Il est raciste ? Peut-être que oui, peut-être que non, comme disent les Normands. En revanche, ce qui est sûr, c’est qu’il a été condamné. Début 2011, le tribunal correctionnel a relaxé le chroniqueur pour des faits de « diffamation raciale ». En revanche, il l’a reconnu coupable « d’incitation à la discrimination » pour des propos justifiant les contrôles au faciès et les discriminations à l’embauche.
C’est à ce moment précis qu’RTL aurait pu, en toute quiétude et en s’offrant même le luxe de la légitimité et de la cohérence, licencier son journaliste. Qu’il soit mis à la porte après avoir été jugé coupable par la justice aurait eu l’immense avantage d’apparaître logique. Certes, ç’aurait été une « double peine ». Et alors ? Avez-vous idée du nombre de professions dans lesquelles une condamnation judiciaire est systématiquement accompagnée d’une sanction disciplinaire ?
Se séparer de Zemmour avant, donc, pourquoi pas. Il y a un an et demi de cela, après le verdict d’un tribunal. En revanche, s’en séparer maintenant constitue, pour RTL, une erreur impardonnable.
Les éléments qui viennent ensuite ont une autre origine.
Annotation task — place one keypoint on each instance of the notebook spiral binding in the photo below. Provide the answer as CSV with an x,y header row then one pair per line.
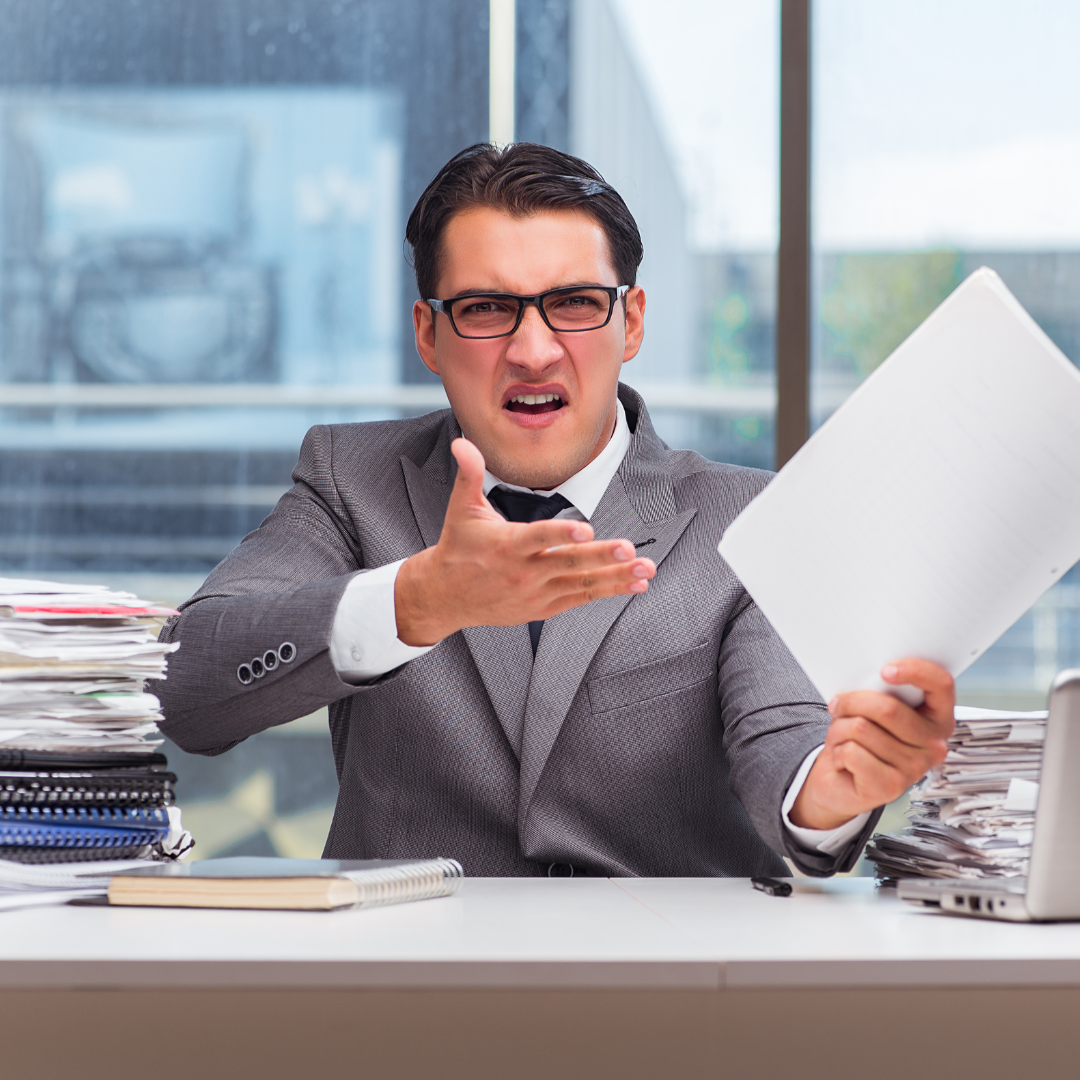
x,y
100,817
58,791
394,885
C’est une erreur impardonnable parce que, quoiqu’ait pu dire la radio de son désir ancien de procéder à cette mise à l’écart, elle a tout de même attendu que la gauche arrive au pouvoir pour transformer son projet en (possible) décision.
C’est une erreur impardonnable parce que, faisant cela, RTL donne l’impression extrêmement désagréable que les médias sont aux ordres, quand ils devraient être avant tout un contre-pouvoir. Daniel Schneidermann a raison lorsqu’il note : « Zemmour, sous Sarkozy, ne dérangeait pas RTL. Zemmour, sous Hollande, dérange RTL (…) même une radio privée, filiale d’un groupe étranger, largement indépendante de l’Etat, se sent obligée de s’aligner sur un certain air du temps, dont le changement de majorité politique est une composante ».
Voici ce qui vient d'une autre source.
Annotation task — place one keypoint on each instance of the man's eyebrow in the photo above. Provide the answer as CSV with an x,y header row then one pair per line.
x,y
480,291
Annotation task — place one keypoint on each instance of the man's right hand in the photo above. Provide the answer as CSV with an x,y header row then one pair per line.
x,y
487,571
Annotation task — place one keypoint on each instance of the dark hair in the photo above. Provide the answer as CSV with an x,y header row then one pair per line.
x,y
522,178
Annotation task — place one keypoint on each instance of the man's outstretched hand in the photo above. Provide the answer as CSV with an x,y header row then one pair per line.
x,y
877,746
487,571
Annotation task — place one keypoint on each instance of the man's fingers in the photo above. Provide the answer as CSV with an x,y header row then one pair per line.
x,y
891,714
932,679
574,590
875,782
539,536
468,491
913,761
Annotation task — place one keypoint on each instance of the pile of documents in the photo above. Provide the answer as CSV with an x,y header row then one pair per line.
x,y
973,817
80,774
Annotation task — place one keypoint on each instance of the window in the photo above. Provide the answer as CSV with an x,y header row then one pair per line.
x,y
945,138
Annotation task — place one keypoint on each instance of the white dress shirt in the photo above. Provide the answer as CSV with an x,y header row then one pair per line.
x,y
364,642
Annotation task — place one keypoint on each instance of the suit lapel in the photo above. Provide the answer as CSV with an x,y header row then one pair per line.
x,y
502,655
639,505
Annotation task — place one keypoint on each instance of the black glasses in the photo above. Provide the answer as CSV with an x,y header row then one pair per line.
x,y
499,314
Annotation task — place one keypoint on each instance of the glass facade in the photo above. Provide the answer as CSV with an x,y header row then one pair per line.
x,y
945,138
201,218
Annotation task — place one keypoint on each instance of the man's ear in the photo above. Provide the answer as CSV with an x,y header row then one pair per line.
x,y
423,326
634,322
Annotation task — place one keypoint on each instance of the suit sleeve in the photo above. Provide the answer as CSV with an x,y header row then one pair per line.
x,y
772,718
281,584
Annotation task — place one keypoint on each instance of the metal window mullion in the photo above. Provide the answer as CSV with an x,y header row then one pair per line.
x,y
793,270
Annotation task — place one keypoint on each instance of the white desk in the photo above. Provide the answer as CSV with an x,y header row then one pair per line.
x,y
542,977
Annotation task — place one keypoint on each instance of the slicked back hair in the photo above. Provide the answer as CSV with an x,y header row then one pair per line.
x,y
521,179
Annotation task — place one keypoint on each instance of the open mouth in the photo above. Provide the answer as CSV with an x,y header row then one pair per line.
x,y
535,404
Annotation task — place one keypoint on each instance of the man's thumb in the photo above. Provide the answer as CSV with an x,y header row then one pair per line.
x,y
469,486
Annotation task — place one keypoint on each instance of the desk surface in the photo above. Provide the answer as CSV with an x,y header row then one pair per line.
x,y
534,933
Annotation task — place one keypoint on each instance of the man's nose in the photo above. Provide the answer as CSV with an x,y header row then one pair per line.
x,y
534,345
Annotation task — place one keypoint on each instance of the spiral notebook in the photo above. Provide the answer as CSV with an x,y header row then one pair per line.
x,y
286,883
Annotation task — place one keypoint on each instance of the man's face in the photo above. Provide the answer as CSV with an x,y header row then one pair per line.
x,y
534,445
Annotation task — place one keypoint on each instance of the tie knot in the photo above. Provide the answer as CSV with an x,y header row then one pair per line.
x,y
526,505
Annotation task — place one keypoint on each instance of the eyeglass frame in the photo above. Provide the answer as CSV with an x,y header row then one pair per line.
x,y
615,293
C’est une erreur impardonnable parce que tout le monde retiendra que Zemmour a été débarqué immédiatement après sa chronique à charge contre Christiane Taubira. De quoi faire planer un doute qui n’est pas prêt de se dissiper. Même si, comme c’est probable, aucun ordre n’a été donné ni depuis l’Elysée, ni depuis la place Vendôme, il sera difficile d’ôter ce scenario de l’esprit du public. On n’aurait pas fait mieux si l’on avait voulu accréditer les thèses de ceux qui ont crié au retour du bolchevisme au soir du 6 mai. Ils vont pouvoir poursuivre sur leur lancée en hurlant à la « purge stalinienne ».
C’est une erreur enfin pour les heureux détenteurs d’une « âme immaculée », amateur de ces ablutions purificatrices d’un genre très particulier qui consistent à traiter de « fachos » tous ceux qui leur déplaisent. Ils viennent de réussir avec talent à buter contre leur camp, en donnant les moyens à un chroniqueur de droite « bagareuse » de se constituer en martyr de la liberté d’expression.
Epargnons-nous, en guise de conclusion, à la fameuse citation attribuée à tort à Voltaire et qui sert de boussole à tous les amoureux de la libre parole. Observons simplement que, si Zemmour quitte effectivement RTL, ce dernier aura disparu de France2 (On n’est pas couché) et de cette radio en à peine un an. Certes, il lui reste iTélé, qui a d’ailleurs l’habileté de le confronter à un contradicteur (Nicolas Domenach).
Pour autant, force est d’en convenir : jusque là, nous avions peu de raisons de croire qu’RTL fut une radio pluraliste. Aujourd’hui, nous avons toute les raisons de croire qu’RTL est une radio suiviste.